19.5.10

Máquina x tradução

    Hoje, pela primeira vez, deparei-me com uma reportagem sobre tradução que projeta o panorama futuro da atividade, que apresenta uma cronologia sobre o desenvolvimento de tradutores automáticos, que filosofa sobre Babel, que considera entrevistas com intercambista, construtor civil, cientista da computação, relações-públicas, entre outros, mas que não se dá ao trabalho de conferir a opinião de um reles tradutor profissional.
Trata-se da recente “Do you speak google”, publicada pela Veja em 03/05/2010.
    É o mais evidente espetáculo de desatinos, materializado pela implicitação de que é Deus no céu e o google tradutor na terra. Surtos à parte, vou me restringir a opinar sobre a aterrorizante perspectiva de ‘genocídio’ dos tradutores.
Em primeiro lugar, desde que o mundo é mundo profissões surgem, desaparecem ou transformam-se em atividades que apenas remotamente assemelham-se à original. As conceituações variam ao longo dos anos. 
Especialmente com o advento da revolução industrial, no século XVIII, tal fenômeno só foi acentuado. Transformações sociais que antes levariam séculos para mostrarem-se evidentes, a partir de então tomam forma em questão de meses. Ingenuidade é não enxergar isso.
Desde agora já esclareço: não desacredito na possibilidade de máquinas me chutarem pro olho da rua. Mas, juntamente com isso eu te asseguro uma coisa: a essa altura, peitos abertos em salas de cirurgias também estarão sob o cuidado de máquinas.
    No campo da tradução, a maior dificuldade será suprir a intuição, a subjetividade, o tom, o sarcasmo, a ironia, enfim, nuances tipicamente humanas emanadas do texto. O computador AINDA opera com dados limitados, enquanto a linguagem aponta para o infinito. Até hoje, 20 de maio de 2010, tal substituição NÃO é possível, ainda que avanços relativos a projetos de inteligência artificial estejam de vento em popa.
    Ademais, outras questões, mais relacionadas a armadilhas extra-linguísticas que à subjetividade humana, devem ser consideradas. Dias atrás, enquanto traduzia para o português um texto publicitário de um shampoo, produzido nos Estados Unidos, reparei na armadilha mais camuflada e solene com a qual já me deparei. A fórmula do shampoo era destinada à redução da queda do cabelo durante o outono (dizem as más línguas que nosso cabelo é influenciado pela estação mais down do ano - o outono), sendo assim, no encarte do produto constava a seguinte informação: período mais indicado para uso: setembro, outubro e novembro. Bom, isso até o Georgetown experiment de 1954 traduziria com resultados impecáveis (pro russo, no caso). O que a máquina não atentaria é para o fato de que o outono no hemisfério sul não equivale, em português, a september, october e november. Ta aí um caso de tradução outonal.  Soa ridículo mas é isso mesmo, dependendo do contexto, até as estações do ano devem ser traduzidas conforme seus meses de ocorrência.
Não afirmo que jamais uma máquina teria capacidade de configurar tal equivalência, e tenho um argumento simples pra justificar minha posição: há quinhentos anos, acreditar que a terra gira em torno do sol seria motivo de chacota. 
 Em outras palavras, ainda desconhecemos muito pra ousarmos afirmações tão generalistas. Contudo, é como eu disse, o dia em que modelos de inteligência artificial descartarem o cérebro de um tradutor, cilônios andarão sobre a terra e, se já não tivermos sido extintos, retornaremos ao posto de subordinados.

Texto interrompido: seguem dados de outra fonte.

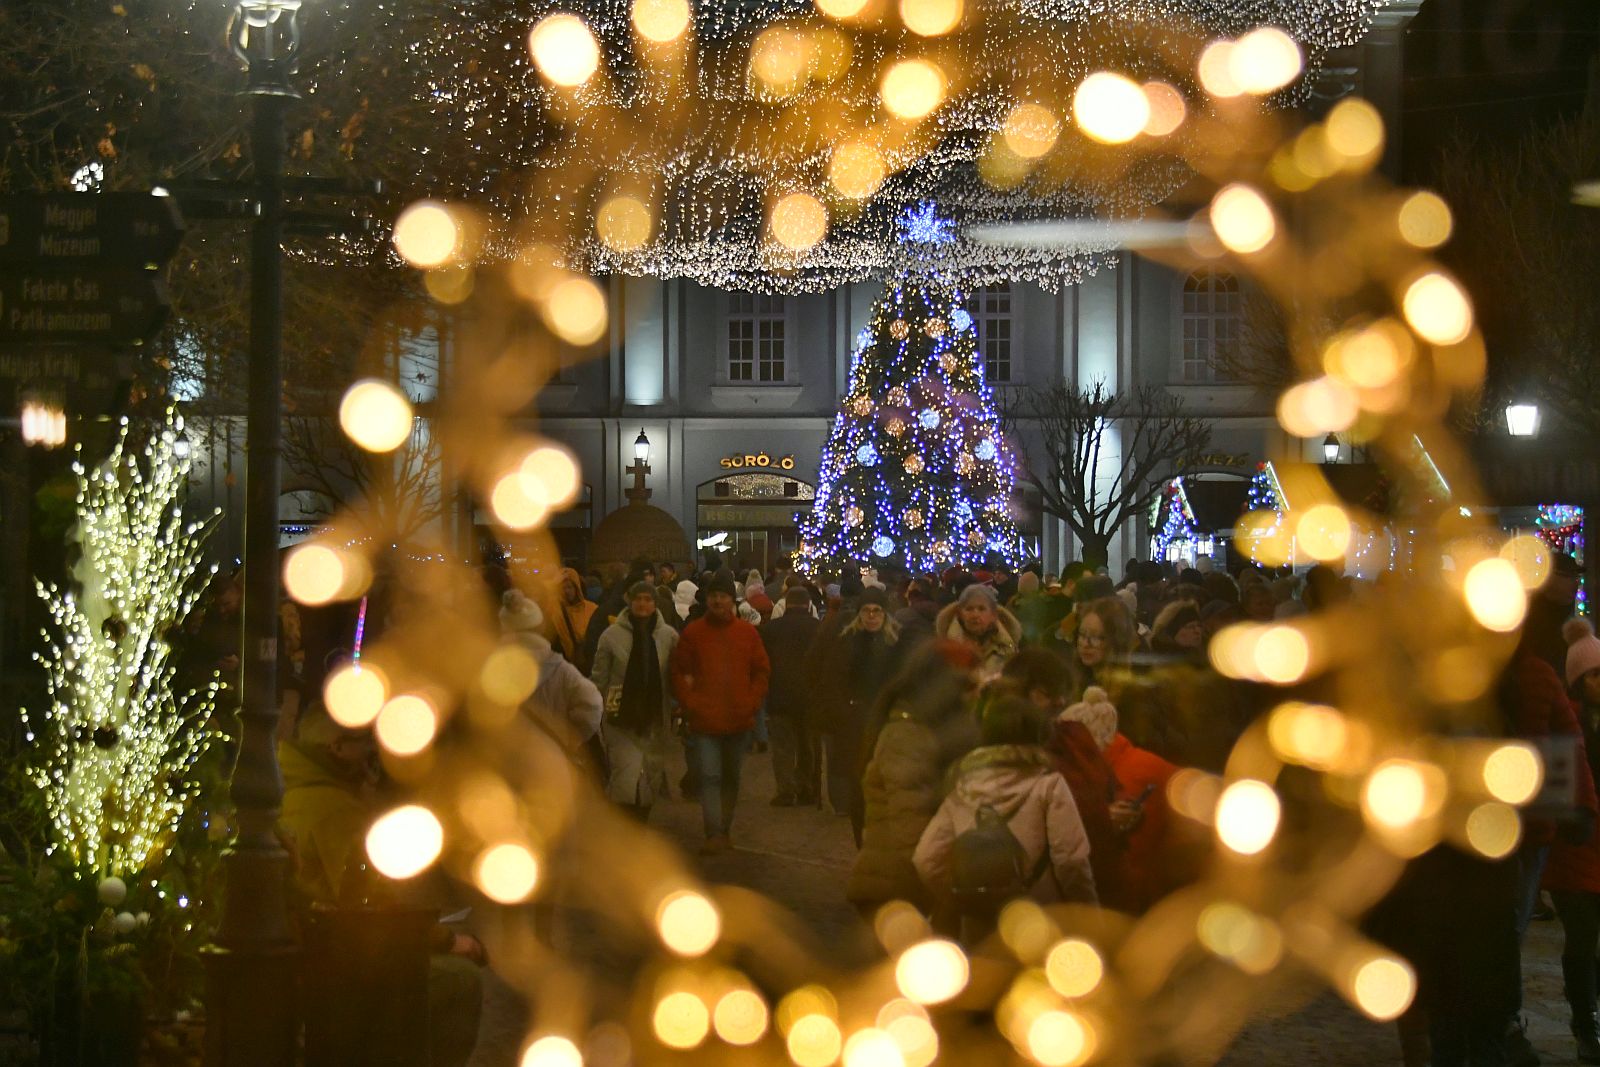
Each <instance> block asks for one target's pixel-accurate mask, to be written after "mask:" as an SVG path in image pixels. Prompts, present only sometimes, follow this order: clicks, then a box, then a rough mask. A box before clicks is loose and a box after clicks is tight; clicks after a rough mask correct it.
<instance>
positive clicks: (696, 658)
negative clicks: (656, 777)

Como se não bastasse, além da discussão moral existe a questão comercial. Muita - mas MUITA – grana está envolvida nos dois extremos da polêmica, e grana, até onde eu sei e até onde história me respalda, sempre pesou demais nos rumos que a humanidade tomou.
Sem maiores considerações:

-            Tradução Automática, no estado em que se encontra não dispensa a força humana, a não ser no nível mais superficial. Entretanto, interesses comerciais e disponibilidade de investimentos aceleram significativamente o desenvolvimento de temíveis tecnologias.

-            Pseudo-tradutores e bonitões que passaram 15 dias na Disney e manjam pra caralho de inglês estão com os dias contados. A regulamentação da profissão não será formalizada pelo ministério do trabalho, pelo governo, ou por sindicatos, mas por recursos online gratuitos que dispensarão conhecimentos medianos.

-            A TA será um filtro para a profissão. Somente tradutores competentes serão capazes de conviver  harmoniosamente com a ferramenta, o resto terá que arrumar outra coisa pra fazer. Como graduanda, ainda não atingi o nível de competência que aspiro, mas vou batalhar pra conquistar meu posto em uma área para a qual estudo feito louca.

Quando o chororô é grande, há quem chore e há quem faça a vida vendendo lenço. Questão de opção.